COLORADO SPRINGS, Colo. — Most Wednesday afternoons Nathan Pemberton would be sitting in his third grade classroom. But that didn’t happen.
“Got suspended,” he says.
The 9-year-old was kicked out of school Tuesday after he said he stood up to a bully who was beating him up.
“One kid kicked me in the back, then punched me in the face. Then I punched him in the face, and then I got in trouble, he said.
A picture shows the red marks on his face. His parents said about once a week, he’s been coming home from West Elementary School in Colorado Springs saying he’s been bullied.
They said they are glad he finally decided enough is enough.

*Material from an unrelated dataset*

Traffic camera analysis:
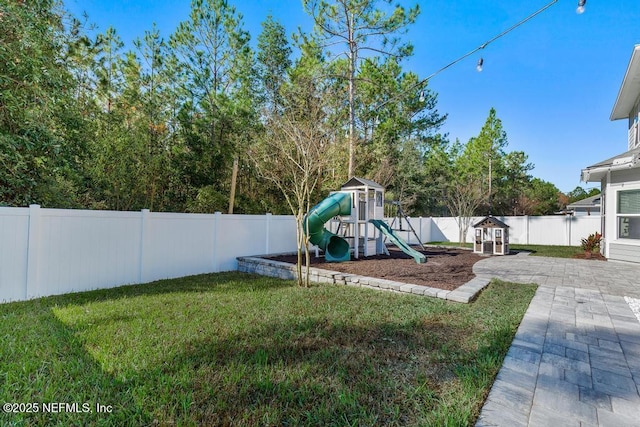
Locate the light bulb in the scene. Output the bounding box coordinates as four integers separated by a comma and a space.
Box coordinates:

“Finally, yeah, we told him, if you have to, if there’s nobody else around, you do what you have to do,” his mother, Deborah Pemberton, says.
A school spokesperson told FOX31 Denver in a statement the district has a “no tolerance student discipline policy. If a student is involved in a physical altercation on school property, they are automatically suspended.”
It goes on to say, “District 11 schools employ many anti-bullying teaching techniques … and none of these methods include violence or retaliation.”
“Well the school had told us and told him as well, just walk away. Walk away, find a teacher,” says Deborah Pemberton. “Well, when those things happened, and he did find a teacher, there was hardly any repercussions.”
Since Tuesday’s fight, the family said they have been getting calls from reporters as far away as New York.